One super-fun thing about babies is that they like to play hide-and-go-seek with your stuff. Another fun thing about babies is that they assign high values to certain items for seemingly no reason, and those are the items they like to hide the most. My own personal baby is an extremely big fan of small electronic and/or mechanical components. This means that if he finds, say, a small Xbox memory card, it’ll likely be relocated to a place that only he knows about. And he’s only 1 year old, so if you ask him, “Hey, small baby. Where do you suppose you may have put Daddy’s memory card?” He’ll respond by flashing you all six of his small baby teeth in a grin, then wiping something sticky on your pants and the couch. It’s all he knows.

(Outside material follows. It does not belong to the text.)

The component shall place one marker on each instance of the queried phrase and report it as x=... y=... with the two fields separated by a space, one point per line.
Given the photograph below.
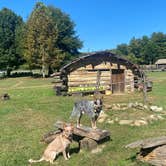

He’s also a little bit of a tiny ringer for TLC’s Hoarders: Buried Alive. He keeps things in little collections, like a raccoon. Woe betide the person who should try to remove one of his precious trinkets. Currently, in a washbasket in our living room, there is a DVD, the original Simpsons game for the Xbox, an Xbox controller battery, a small shred of what was once a cable bill, and the “T” bar part of the deadbolt for our back door. It fell off while I was locking it, so now we can only lock and unlock it using the little nubbin that used to hold the “T” bar, because our baby has taken control of the critical piece.
Also currently missing from this plane of existence is the 3x.5″ plastic USB converter for our SD card. This means that I can’t upload photos of food from our camera. I asked Chris where I might locate the device (which usually is plugged into our upstairs computer). He texted, and I quote, “Emmett had it upstairs. I took it away, and I think under papers.”
Chris is very nearly reaching the age where I can start submitting his misfirings to whenparentstext.com.
I have searched this office far and wide for the tiny bit of plastic (held together at the seams with hot pink duct tape). Still nothing. I have lain on the floor to approximate being very short and baby-like. I don’t see it in my immediate field of vision, and I am now covered in golden retriever fur. The ass of my pants looks like Goldie Hawn.
So until Chris returns home, and he and Emmett can go on a scavenger hunt to locate which one of Emmett’s treasure troves contains the magic USB piece, I cannot post the blog I have for today.
|The eyes of a madman, plotting behind his Hippogriff|
I can only hope that we find it more successfully than we found the Xbox memory card. My guess is that it went to swim with the fishes, given Emmett’s other hobby: Putting Things In The Toilet.